Die Weinachtslieder sind eine Mischung aus traditionellen, klassischen und modernen Liedern, wobei der Hit „les anges dans nos campagnes“ („Engel haben Himmelslieder“) war. Mit rhythmischem, tanzbarem Beat versteht sich. Schon während den Messen wurde viel mehr getanzt und gejubelt und auch bei den Schwestern haben wir an Sylvester eine Dance-Party veranstaltet. Diese ausgelassene Stimmung – gerade in der Kirche – hat mir sehr gut getan. Einfach seine Freude auszulassen, herauszujubeln, zu tanzen, zu singen, ohne sich Gedanken machen zu müssen, war eine sehr heilsame Erfahrung.

Veränderung

Schließlich habe ich die Weihnachtsferien auch dafür genutzt, zu reflektieren und mir darüber Gedanken zu machen, wie es nach dem Freiwilligendienst weitergehen soll. Dabei ist mir aber auch bewusst geworden, wie sehr die Zeit hier in Oyem mich jetzt schon geprägt und gereift hat. Natürlich werde ich wieder mit meiner Familie Weihnachten feiern und die üblichen Traditionen erleben. Aber einmal herausgelöst aus dem Gewohnten, wird es unmöglich sein, wieder zurückzukehren zu dem Davor. Das gilt für Weihnachten, wo mir in Zukunft das ausgelassene Feiern, Lachen und Tanzen fehlen wird. Wo ich vielleicht aber auch die Stille und Besinnlichkeit neu schätzen lerne. Aber auch generell habe ich nicht nur einen räumlichen, sondern auch inneren Abstand zu meinem Leben in Deutschland gewonnen und werde viel Selbstverständliches ganz neu wahrnehmen, wenn ich zurückkomme. Manches kritischer, reflektierter, und manches mit größerer Wertschätzung.

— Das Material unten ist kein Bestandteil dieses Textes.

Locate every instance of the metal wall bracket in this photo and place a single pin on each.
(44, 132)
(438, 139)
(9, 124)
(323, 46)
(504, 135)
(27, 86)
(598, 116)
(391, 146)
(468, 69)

Was mich selbst betrifft, bin ich in vielen Dingen mutiger und klarer geworden, hab aber auch meine eigenen Grenzen und Fehler deutlich zu spüren bekommen. Für diese Mischung aus neu gewonnener Demut und Stärke bin ich sehr dankbar. Wenn ich auf die kommenden Monate blicke, dann weiß ich jetzt aus eigener Erfahrung, wie ich auch an den unangenehmsten Erfahrungen wachsen kann. Und ich weiß auch, dass meine Ängste, Schwächen und Wunden in Deutschland und in Gabun dieselben sind und bleiben werden. Die werden hier nicht kleiner, genauso wenig wie meine Frustration darüber. Was aber wächst, ist meine Bereitschaft, meine Fehlerhaftigkeit zuzugeben, weil ich weiß, dass ich trotzdem liebenswert bin. Und dass die Menschen hier und auch Gott mir das vermitteln, das ist ein unschätzbar wertvolles Weihnachtsgeschenk. Danke!